Passover
The Language of Redemption: Torah, Israel and the Hidden Connection
A deep spiritual reflection on Exodus, the hidden language of creation, and how the bond between Torah, Israel, and the Divine Presence shapes the meaning of the Seder night
- Yosef Yaavetz
- | Updated

He stood before hundreds of tablets filled with dense letters. He stared at them again and again, as he did every day, for hours at a time, facing a language he did not understand. He wanted to understand it. He wanted to decipher the language.
All he needed was a connection, the understanding of one combination of two letters. But this language was built from hundreds of different shapes and symbols, unlike Hebrew and its related languages. Guessing was impossible. He needed to find even one place where the meaning of a pair of letters could be proven. Once he had one connection, then everywhere those two letters appeared on the tablets he could begin to understand something, and at one of those points he might discover another connection, a third letter joining the pair.
For years he searched and tested until he reached the first clue. The illustration beside the writing, the context of the document, the background all helped him. He found an explanation for two letters. He broke through the barrier of the hidden language and created a connection. With that connection he continued working until he found another place where a third letter joined them. Now he had a word. With that word he plowed through the texts again and again, until at last he deciphered the ancient language. He could read all the hundreds of tablets and understand their meaning.
This is how Linear script, the ancient writing system of the Greeks before they adopted the Semitic alphabet, was deciphered.
Reading the Language of the World
A person wants to read the language in which the world is written. The world speaks to us through hundreds and thousands of “letters” that we long to read, to connect one to another until they form words, the utterances through which the world was created.
The creation of the world was a tremendous explosion of separation. Reality split into countless tiny particles. This breaking was a breaking of the vessels, the material that receives the light from the Creator. The light itself did not break, but it cannot be seen without vessels, and the vessels were scattered and fragmented.
Humanity and the Broken Vessel
Humanity was created with the power of connection. The first human could see from one end of the world to the other. He understood the language the world spoke, but in order to remain at that level he needed to obey. In doing so he would have become a vessel able to continue receiving the light. Instead, he broke his own vessel through disobedience, and the light could no longer be contained within him.
He was expelled from Eden into a fragmented world, where his descendants did not understand it. They did not know how to draw food from it without endless toil, nor did they grasp the word of the Creator. They descended into idolatry. The vessels of the world were scattered into infinite fragments. A broken and dispersed world.

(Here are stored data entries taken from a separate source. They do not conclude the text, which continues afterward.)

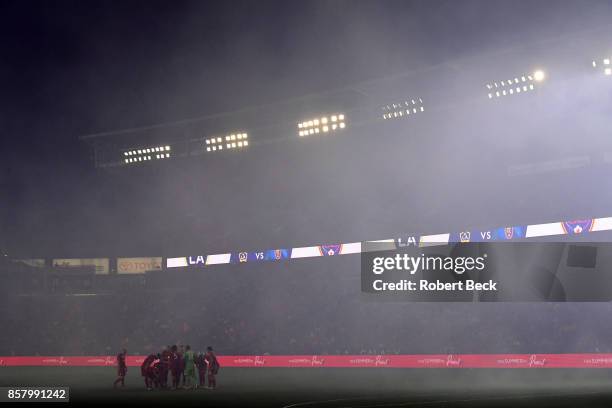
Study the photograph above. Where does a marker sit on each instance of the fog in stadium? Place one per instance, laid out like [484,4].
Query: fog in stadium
[124,225]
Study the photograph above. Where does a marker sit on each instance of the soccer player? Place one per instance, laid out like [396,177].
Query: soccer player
[145,370]
[201,365]
[181,364]
[174,367]
[121,369]
[189,371]
[166,359]
[213,367]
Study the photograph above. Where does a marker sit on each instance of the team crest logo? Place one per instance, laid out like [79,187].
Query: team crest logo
[330,250]
[577,226]
[535,362]
[464,236]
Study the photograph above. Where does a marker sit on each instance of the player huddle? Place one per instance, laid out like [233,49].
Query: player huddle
[180,365]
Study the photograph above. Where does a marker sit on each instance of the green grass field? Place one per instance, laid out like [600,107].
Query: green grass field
[304,387]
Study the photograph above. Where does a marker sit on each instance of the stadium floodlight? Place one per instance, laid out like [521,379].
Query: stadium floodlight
[605,65]
[323,124]
[231,141]
[516,85]
[403,109]
[146,154]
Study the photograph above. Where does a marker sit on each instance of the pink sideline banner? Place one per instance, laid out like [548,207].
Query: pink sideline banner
[592,360]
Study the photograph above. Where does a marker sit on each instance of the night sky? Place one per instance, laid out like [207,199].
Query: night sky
[70,68]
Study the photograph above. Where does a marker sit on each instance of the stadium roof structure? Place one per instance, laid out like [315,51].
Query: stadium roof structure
[438,87]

The Hidden Light Within a Fragmented Reality
And yet, the light and goodness were always there. This world is good, and the works of the Creator are good, but humanity cannot see or connect the pieces. It is like a magnificent puzzle divided into countless fragments. Only one who assembles the puzzle will see the image and be filled with joy. It is like shattered tablets covered with writing that no one can read until someone gathers the pieces together and suddenly the words become clear and wisdom flows.

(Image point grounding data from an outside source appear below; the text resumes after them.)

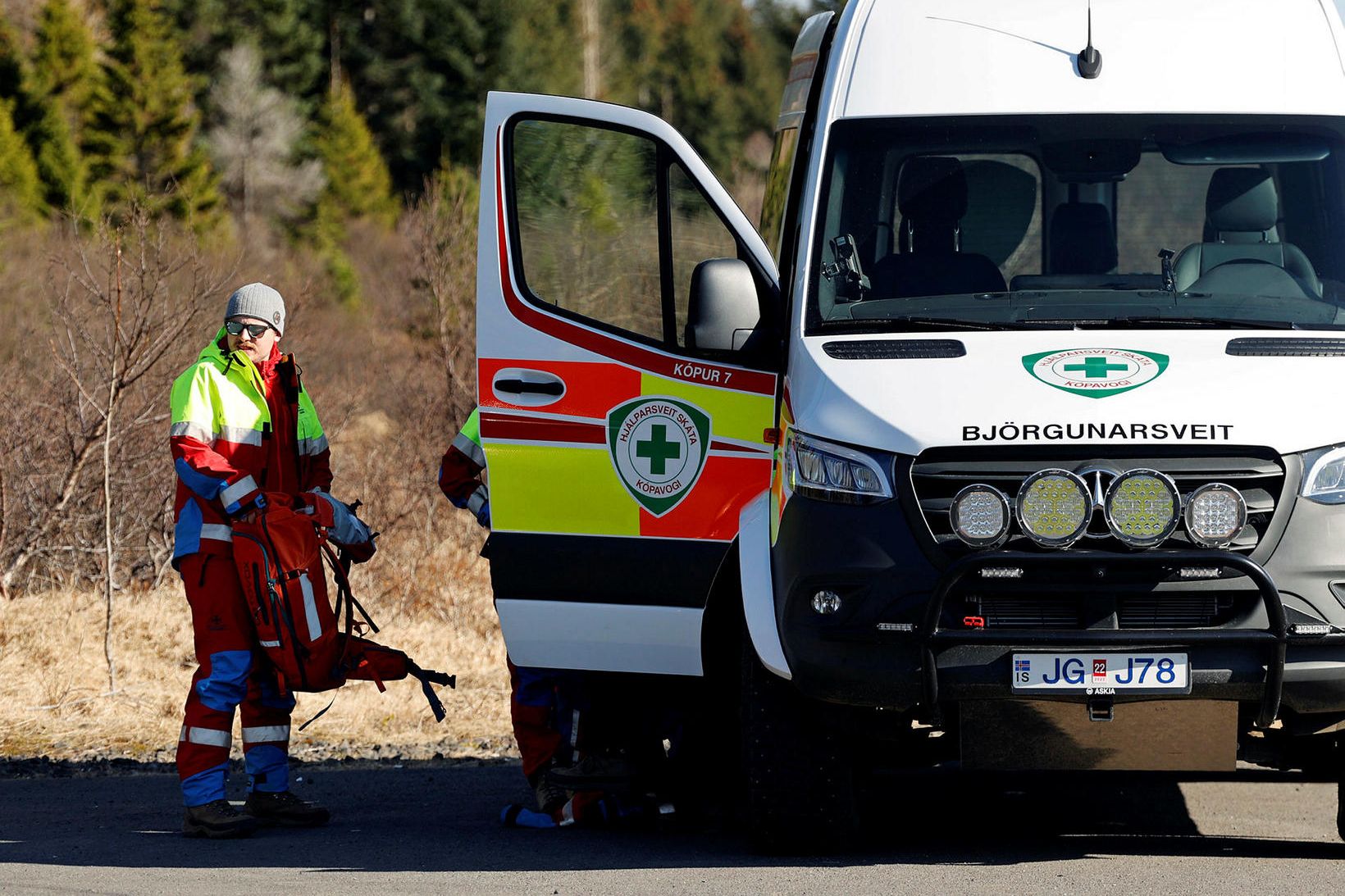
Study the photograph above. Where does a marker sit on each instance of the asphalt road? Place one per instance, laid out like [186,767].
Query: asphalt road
[432,829]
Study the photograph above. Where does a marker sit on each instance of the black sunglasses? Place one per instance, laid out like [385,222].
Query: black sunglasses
[235,329]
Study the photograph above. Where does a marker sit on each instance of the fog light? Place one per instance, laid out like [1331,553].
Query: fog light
[1142,507]
[1053,507]
[979,516]
[826,603]
[1215,514]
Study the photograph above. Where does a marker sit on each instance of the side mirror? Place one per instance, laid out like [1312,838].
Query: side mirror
[724,308]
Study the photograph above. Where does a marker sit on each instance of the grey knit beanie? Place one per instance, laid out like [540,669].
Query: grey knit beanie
[258,300]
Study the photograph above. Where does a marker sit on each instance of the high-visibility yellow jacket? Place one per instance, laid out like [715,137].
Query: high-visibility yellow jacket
[460,470]
[220,434]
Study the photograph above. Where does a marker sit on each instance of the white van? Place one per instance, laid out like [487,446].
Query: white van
[1010,439]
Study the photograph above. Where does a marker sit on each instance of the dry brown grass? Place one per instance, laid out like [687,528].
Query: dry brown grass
[52,686]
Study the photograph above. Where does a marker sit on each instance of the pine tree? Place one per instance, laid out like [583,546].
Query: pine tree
[61,166]
[290,34]
[418,67]
[254,143]
[19,187]
[142,136]
[538,48]
[14,71]
[62,61]
[62,85]
[358,184]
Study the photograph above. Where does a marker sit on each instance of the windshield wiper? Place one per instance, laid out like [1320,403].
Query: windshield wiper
[915,322]
[1216,323]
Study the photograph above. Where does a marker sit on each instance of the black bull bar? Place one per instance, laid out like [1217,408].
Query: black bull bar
[1273,638]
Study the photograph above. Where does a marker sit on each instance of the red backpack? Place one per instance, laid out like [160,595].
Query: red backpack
[279,553]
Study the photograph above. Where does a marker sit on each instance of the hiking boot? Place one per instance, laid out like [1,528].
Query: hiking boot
[550,795]
[595,772]
[285,809]
[217,821]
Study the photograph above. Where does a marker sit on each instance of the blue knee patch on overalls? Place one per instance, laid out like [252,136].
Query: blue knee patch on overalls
[536,686]
[226,685]
[205,786]
[268,768]
[272,698]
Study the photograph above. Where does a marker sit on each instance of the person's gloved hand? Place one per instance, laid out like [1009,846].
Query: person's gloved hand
[350,532]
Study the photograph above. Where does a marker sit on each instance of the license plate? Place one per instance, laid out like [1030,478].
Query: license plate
[1101,673]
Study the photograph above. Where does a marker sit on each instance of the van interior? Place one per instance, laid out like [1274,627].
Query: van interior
[1078,221]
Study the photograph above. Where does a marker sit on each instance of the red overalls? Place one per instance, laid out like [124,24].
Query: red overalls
[231,667]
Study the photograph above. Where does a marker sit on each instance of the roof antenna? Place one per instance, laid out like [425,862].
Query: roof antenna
[1090,60]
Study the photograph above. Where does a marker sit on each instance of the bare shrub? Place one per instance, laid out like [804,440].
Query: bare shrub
[85,497]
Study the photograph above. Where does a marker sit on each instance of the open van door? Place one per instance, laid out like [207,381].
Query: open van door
[624,388]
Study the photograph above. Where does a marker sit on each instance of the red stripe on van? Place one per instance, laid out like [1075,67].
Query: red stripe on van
[541,430]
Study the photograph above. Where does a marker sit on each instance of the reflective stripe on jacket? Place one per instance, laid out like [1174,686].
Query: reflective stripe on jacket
[220,432]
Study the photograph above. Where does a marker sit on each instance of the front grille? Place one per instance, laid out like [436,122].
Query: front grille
[937,475]
[1160,610]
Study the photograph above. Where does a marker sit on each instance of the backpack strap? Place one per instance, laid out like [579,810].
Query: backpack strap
[428,675]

The Exodus as the First Connection
The Exodus from Egypt was the joining of two letters. The people of Israel were a great vessel but could not see the light. They were in the darkness of Egypt, and the departure from there connected them with the light of the Torah.
The bond and covenant emerged from within reality itself. Israel reached a state of empty vessels in Egypt, and what drew them out was the commandment, obedience. They listened to the voice of God and trusted Him, and those among them who were worthy vessels were redeemed and filled with Torah. The two letters were joined. Their meaning exists only together. From that point onward the Torah has meaning only through the vessel that is Israel, and Israel has meaning only through the light that is the Torah.
The Third Letter: The Divine Presence
To these two letters, Torah and Israel, we strive to attach the third letter, the Divine Presence. The Shechinah is the dwelling of God among us. When Israel and the Torah cling to one another properly, the Divine Presence rests among us. But when cracks appear, when the vessel no longer holds the light properly, the Presence withdraws and hides.
The Holy One, the Torah, and Israel form the language through which the world speaks to us, the language in which it is written, for through it the world was created according to the blueprint of the Torah that flows from Divine wisdom. We are the vessel through which the language of reality and nature is read. Our purpose is that nature and existence reveal not only the reality of the Creator but also His will, until all will know and the earth will be filled with knowledge.
The first stage of the Exodus is therefore so central in Torah and mitzvot. It is an inseparable union. This pair has existed together from that moment until now, Torah and Israel. The night of the Seder is the night when this connection continues, sustaining the world.